Two thematically similar essays: Kayleigh Donaldson's The Women of Charlie Kaufman, at SyFy...
Much has been written about Kaufman over the years. His work easily invites painstakingly detailed dissections and the most outlandish of fan theories (for nothing could be as ludicrous as Kaufman's own ideas). What's given less attention, however, are his heroines. For a writer whose work is heavily defined by his deeply neurotic and often highly unpleasant male protagonists, it's through his female characters where his true intentions shine through. (Source)

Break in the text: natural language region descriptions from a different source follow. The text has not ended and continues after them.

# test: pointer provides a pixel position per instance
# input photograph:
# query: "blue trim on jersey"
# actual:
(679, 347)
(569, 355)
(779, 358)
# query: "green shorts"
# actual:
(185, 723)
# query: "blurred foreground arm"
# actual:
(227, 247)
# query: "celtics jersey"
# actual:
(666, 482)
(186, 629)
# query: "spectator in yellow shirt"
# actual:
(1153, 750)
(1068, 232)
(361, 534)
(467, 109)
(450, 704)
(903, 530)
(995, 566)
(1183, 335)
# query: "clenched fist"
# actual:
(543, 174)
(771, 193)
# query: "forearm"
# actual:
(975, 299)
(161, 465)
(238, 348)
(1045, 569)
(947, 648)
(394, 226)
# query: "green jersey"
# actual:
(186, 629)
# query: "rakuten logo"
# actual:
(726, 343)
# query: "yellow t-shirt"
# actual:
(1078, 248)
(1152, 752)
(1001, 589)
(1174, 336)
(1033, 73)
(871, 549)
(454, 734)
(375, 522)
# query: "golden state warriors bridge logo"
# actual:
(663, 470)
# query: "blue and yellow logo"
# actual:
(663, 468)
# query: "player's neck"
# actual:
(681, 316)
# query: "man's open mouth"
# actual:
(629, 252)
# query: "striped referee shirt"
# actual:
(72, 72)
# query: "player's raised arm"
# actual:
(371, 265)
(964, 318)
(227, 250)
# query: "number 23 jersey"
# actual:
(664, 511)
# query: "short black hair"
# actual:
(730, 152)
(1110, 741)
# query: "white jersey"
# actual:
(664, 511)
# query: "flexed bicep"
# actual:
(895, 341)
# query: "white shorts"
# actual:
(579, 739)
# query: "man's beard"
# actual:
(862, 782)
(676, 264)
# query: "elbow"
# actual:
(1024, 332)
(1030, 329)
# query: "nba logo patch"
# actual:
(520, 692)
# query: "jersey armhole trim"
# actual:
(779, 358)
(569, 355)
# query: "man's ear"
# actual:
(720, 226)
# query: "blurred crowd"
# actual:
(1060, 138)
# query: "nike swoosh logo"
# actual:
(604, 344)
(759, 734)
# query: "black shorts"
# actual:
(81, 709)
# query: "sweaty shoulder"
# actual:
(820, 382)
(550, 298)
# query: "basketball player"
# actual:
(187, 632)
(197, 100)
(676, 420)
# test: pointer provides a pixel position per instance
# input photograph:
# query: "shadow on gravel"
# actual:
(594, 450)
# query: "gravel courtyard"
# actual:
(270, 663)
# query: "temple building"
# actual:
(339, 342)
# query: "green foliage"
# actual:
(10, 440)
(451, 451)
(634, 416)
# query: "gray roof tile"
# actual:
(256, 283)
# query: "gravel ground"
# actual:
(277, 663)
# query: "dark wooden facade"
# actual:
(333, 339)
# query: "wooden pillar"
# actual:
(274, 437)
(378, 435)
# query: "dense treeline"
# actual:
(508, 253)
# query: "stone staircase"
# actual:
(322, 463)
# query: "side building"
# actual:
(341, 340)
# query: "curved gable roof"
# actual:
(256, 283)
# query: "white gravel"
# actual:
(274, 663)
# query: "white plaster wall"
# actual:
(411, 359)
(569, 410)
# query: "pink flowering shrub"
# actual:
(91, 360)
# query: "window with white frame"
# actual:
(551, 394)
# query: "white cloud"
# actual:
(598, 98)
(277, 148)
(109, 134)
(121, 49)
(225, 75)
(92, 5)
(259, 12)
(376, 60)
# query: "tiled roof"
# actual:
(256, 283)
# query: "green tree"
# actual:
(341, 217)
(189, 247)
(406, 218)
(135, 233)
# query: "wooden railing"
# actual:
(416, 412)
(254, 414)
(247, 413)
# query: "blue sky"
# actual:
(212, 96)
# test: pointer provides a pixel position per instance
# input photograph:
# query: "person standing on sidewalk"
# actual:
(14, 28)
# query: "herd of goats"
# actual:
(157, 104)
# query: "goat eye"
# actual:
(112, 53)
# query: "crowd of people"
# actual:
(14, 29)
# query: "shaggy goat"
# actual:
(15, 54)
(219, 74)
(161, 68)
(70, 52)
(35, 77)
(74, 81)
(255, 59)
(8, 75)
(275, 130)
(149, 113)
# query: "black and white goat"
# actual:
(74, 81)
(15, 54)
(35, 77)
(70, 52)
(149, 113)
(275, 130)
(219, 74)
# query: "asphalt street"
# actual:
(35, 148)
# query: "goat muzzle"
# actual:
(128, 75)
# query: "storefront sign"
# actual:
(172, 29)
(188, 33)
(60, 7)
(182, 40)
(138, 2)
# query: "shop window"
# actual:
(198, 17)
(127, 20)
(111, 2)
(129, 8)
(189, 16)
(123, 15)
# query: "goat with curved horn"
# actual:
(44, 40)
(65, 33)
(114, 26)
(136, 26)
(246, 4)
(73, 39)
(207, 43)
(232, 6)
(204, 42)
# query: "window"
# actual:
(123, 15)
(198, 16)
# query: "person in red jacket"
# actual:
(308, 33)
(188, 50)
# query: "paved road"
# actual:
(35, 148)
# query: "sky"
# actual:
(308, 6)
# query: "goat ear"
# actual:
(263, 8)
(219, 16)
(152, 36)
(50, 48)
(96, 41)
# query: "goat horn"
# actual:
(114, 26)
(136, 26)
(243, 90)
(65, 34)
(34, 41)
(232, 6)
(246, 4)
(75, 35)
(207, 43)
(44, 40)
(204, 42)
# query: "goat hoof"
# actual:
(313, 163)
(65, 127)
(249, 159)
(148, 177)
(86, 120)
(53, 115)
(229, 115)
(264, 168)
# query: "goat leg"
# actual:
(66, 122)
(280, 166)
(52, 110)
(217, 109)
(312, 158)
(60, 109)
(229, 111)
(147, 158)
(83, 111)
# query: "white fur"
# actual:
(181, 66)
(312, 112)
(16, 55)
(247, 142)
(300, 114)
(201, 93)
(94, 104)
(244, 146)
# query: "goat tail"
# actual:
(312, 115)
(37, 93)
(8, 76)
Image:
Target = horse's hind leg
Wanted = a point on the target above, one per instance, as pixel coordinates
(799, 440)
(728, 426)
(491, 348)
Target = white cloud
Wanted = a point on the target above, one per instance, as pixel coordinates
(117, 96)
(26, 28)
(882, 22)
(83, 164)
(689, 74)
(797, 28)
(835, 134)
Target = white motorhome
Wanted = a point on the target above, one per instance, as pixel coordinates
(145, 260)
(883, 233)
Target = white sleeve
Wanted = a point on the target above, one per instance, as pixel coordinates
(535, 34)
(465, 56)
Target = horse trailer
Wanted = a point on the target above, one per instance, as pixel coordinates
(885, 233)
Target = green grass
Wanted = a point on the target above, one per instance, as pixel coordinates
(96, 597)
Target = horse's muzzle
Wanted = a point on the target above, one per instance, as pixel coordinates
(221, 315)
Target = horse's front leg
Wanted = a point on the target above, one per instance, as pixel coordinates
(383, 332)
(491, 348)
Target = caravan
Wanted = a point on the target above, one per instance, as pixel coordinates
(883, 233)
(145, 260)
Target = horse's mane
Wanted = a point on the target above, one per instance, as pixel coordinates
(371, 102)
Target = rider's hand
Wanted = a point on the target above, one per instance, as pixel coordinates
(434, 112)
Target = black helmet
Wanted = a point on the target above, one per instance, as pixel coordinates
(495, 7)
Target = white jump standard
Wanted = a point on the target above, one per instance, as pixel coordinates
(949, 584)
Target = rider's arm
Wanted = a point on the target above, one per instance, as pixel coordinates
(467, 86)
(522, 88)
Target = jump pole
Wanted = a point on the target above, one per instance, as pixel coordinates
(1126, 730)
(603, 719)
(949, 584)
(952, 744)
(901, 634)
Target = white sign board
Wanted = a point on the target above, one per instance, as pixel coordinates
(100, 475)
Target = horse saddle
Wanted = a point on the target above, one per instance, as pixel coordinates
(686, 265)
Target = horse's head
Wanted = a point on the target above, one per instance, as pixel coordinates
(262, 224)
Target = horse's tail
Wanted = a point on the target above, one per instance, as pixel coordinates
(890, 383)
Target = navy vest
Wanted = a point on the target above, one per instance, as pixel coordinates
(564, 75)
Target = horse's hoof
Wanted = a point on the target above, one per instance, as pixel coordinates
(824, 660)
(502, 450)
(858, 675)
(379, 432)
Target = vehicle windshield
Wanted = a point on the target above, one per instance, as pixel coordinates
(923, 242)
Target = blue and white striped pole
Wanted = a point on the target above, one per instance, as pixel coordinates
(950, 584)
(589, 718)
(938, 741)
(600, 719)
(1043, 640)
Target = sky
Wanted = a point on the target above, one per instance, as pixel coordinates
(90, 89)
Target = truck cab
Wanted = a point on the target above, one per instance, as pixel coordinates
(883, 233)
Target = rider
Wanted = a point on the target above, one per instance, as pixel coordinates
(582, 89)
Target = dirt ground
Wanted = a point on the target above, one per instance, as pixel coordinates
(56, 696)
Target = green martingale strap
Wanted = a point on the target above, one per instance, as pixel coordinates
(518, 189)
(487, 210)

... and Sady Doyle's Charlie Kaufman Has No Idea How to Write Women as People:
Kaufman is a capital-G Great Writer, one of the greatest we have working for the screen. No one else could write so many classic movies about the same guy. Yet there is a coldness to his work, and particularly to the way he writes women — who are often literally fantasies, or memories, or projections, or symptoms of a man’s discontent, and rarely full, human protagonists in their own right. The way these women so often turn out to be inexplicable or imaginary might be a dazzling reflection of the postmodern condition, but it might also be a reflection of a culture in which women are rarely accorded full humanity at all. (Source)
Two valid views, both of them well thought out. Both writers raise good points. And I just want to make it clear: Doyle is obviously a fan of CK's work overall.